Another death knell for paracetamol: What now?

Yet another death knell for the use of paracetamol in OA delivered by a recent Lancet study underscores the need to look at areas where we’re underperforming, experts say.

Writing in Nature Reviews Rheumatology Professor David Hunter and Manuela Ferreira from the Institute of Bone and Joint Research at The Kolling Institute in Sydney were referring to a meta-analysis previously reported by the limbic that confirmed that paracetamol was “not clinically effective” in treating osteoarthritis pain or improving physical function.

In a News and Views article titled Yet another death knell for paracetamol in OA they noted that, historically, paracetamol has been recommended in most guidelines for the management of osteoarthritis (OA) as a first-line analgesic.

However, there was now an “incontrovertible weight of evidence from multiple studies” that suggested this practice should change.

“Whichever way you appraise the existing literature, paracetamol is not the answer for OA pain, irrespective of dose,” they wrote.

“One thing is certain: when looking at options for managing OA we need look no further than the areas in which we are currently underperforming.”

For example the management of OA was frequently inappropriate with ‘marked deficits’ in the uptake of non-pharmacological treatments such as weight loss and exercise.

“Exercise and weight loss prescription should form the core of our management, and we can all do better in reinforcing this message to our patients and providing them the tools to implement these behavioural changes,” they said.
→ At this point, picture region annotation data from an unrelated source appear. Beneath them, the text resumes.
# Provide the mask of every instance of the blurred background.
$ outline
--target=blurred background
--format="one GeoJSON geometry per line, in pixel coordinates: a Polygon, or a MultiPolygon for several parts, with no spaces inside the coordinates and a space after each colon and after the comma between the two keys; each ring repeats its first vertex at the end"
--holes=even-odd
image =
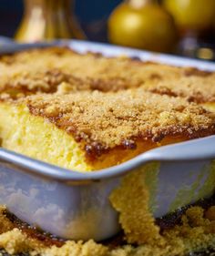
{"type": "Polygon", "coordinates": [[[79,38],[215,60],[215,0],[0,0],[0,36],[79,38]]]}

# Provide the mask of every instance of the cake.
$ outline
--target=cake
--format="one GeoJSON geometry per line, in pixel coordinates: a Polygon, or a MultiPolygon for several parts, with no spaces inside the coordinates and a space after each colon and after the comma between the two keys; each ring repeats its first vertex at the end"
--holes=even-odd
{"type": "Polygon", "coordinates": [[[69,169],[122,163],[215,134],[215,73],[27,50],[0,58],[2,147],[69,169]]]}

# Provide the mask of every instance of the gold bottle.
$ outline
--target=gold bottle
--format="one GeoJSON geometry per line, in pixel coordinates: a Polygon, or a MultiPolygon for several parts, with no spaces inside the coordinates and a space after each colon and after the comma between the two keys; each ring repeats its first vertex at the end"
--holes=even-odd
{"type": "Polygon", "coordinates": [[[71,12],[73,0],[25,0],[24,3],[24,16],[15,36],[17,41],[85,38],[71,12]]]}

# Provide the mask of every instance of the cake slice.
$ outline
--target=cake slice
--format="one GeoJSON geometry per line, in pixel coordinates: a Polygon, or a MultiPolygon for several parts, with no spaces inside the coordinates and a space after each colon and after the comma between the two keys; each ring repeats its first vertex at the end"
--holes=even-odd
{"type": "Polygon", "coordinates": [[[189,102],[215,102],[215,73],[128,57],[80,55],[65,47],[26,50],[0,58],[0,97],[102,92],[143,87],[189,102]],[[34,61],[33,61],[34,60],[34,61]]]}
{"type": "Polygon", "coordinates": [[[124,162],[160,145],[215,134],[215,114],[142,87],[39,94],[0,102],[2,147],[70,169],[124,162]]]}

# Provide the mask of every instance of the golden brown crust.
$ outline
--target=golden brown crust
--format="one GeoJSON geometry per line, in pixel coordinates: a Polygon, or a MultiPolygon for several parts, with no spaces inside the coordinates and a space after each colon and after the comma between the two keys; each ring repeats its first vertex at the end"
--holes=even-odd
{"type": "Polygon", "coordinates": [[[198,103],[215,101],[215,73],[191,67],[126,57],[106,58],[90,53],[79,55],[57,47],[28,50],[0,58],[0,94],[5,98],[40,92],[107,92],[139,87],[198,103]]]}
{"type": "Polygon", "coordinates": [[[168,136],[196,138],[215,133],[215,115],[180,97],[142,88],[120,92],[37,95],[24,100],[42,116],[84,143],[88,154],[118,146],[135,148],[138,139],[168,136]]]}

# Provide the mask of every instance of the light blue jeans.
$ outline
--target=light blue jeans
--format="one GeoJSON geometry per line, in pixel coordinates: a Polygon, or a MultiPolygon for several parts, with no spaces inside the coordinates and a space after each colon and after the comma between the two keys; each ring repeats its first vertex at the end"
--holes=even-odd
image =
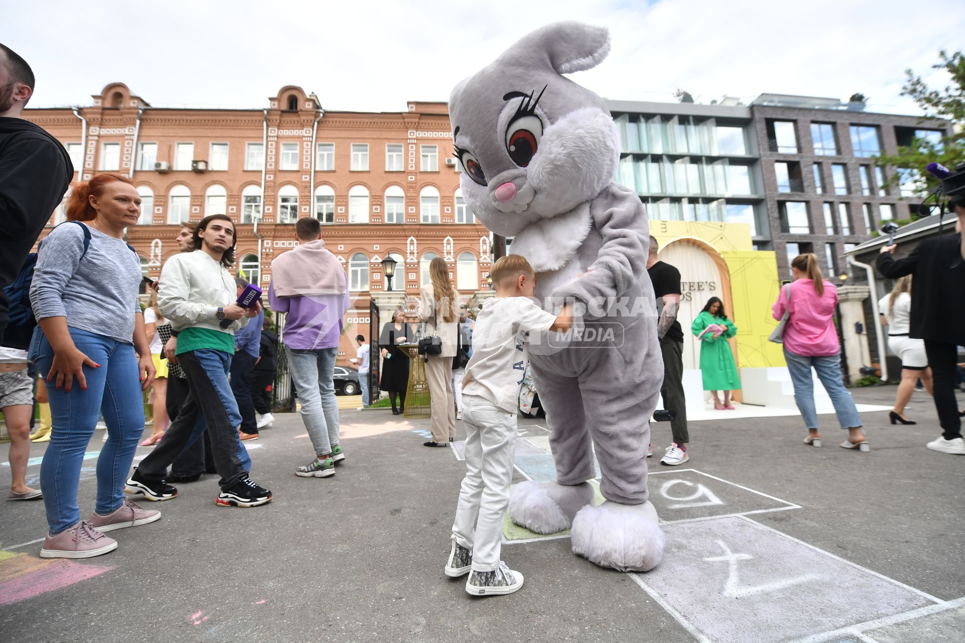
{"type": "Polygon", "coordinates": [[[817,412],[814,409],[814,381],[811,376],[811,368],[817,371],[817,377],[828,391],[831,402],[835,405],[835,414],[842,429],[853,429],[861,426],[861,416],[854,405],[854,398],[844,388],[841,380],[841,356],[807,357],[795,355],[785,348],[785,360],[790,380],[794,383],[794,401],[797,410],[801,412],[804,423],[809,429],[817,427],[817,412]]]}
{"type": "MultiPolygon", "coordinates": [[[[51,536],[80,521],[80,469],[99,416],[103,415],[107,424],[107,442],[97,456],[94,510],[101,516],[121,507],[127,472],[144,433],[144,398],[134,346],[76,328],[68,330],[77,350],[100,367],[83,367],[87,390],[76,379],[69,392],[53,382],[47,384],[53,428],[41,465],[41,490],[51,536]]],[[[30,353],[41,376],[46,377],[54,351],[40,327],[30,353]]]]}
{"type": "Polygon", "coordinates": [[[315,453],[327,455],[339,445],[339,402],[334,382],[339,349],[292,350],[286,346],[285,352],[315,453]]]}
{"type": "Polygon", "coordinates": [[[362,388],[362,406],[369,406],[369,373],[359,373],[359,386],[362,388]]]}

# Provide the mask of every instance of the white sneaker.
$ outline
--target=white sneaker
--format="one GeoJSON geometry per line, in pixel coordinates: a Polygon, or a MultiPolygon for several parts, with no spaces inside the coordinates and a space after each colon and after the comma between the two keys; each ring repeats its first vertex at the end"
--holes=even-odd
{"type": "Polygon", "coordinates": [[[687,452],[677,446],[676,442],[673,442],[667,447],[667,453],[660,459],[660,464],[676,467],[677,465],[682,465],[688,460],[690,460],[690,456],[687,455],[687,452]]]}
{"type": "Polygon", "coordinates": [[[932,451],[941,451],[942,453],[951,453],[953,455],[965,455],[965,440],[962,440],[961,438],[946,440],[942,436],[939,436],[925,444],[925,446],[930,448],[932,451]]]}

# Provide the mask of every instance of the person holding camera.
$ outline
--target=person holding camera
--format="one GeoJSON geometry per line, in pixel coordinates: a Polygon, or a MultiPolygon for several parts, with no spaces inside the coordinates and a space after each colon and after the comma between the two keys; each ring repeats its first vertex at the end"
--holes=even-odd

Many therapeutic options were available (see OARSI guidelines) and the decision about how to manage the disease should consider the risks and benefits of a given treatment, as well comorbidities in individual patients.

Nevertheless, they concluded, pain was an unmet need and further work was needed to develop more effective and safer means of delivering better outcomes for patients.

“In the meantime, the weight of evidence damning paracetamol in the context of OA pain is considerable, and the ensuing change in clinical practice is well overdue.”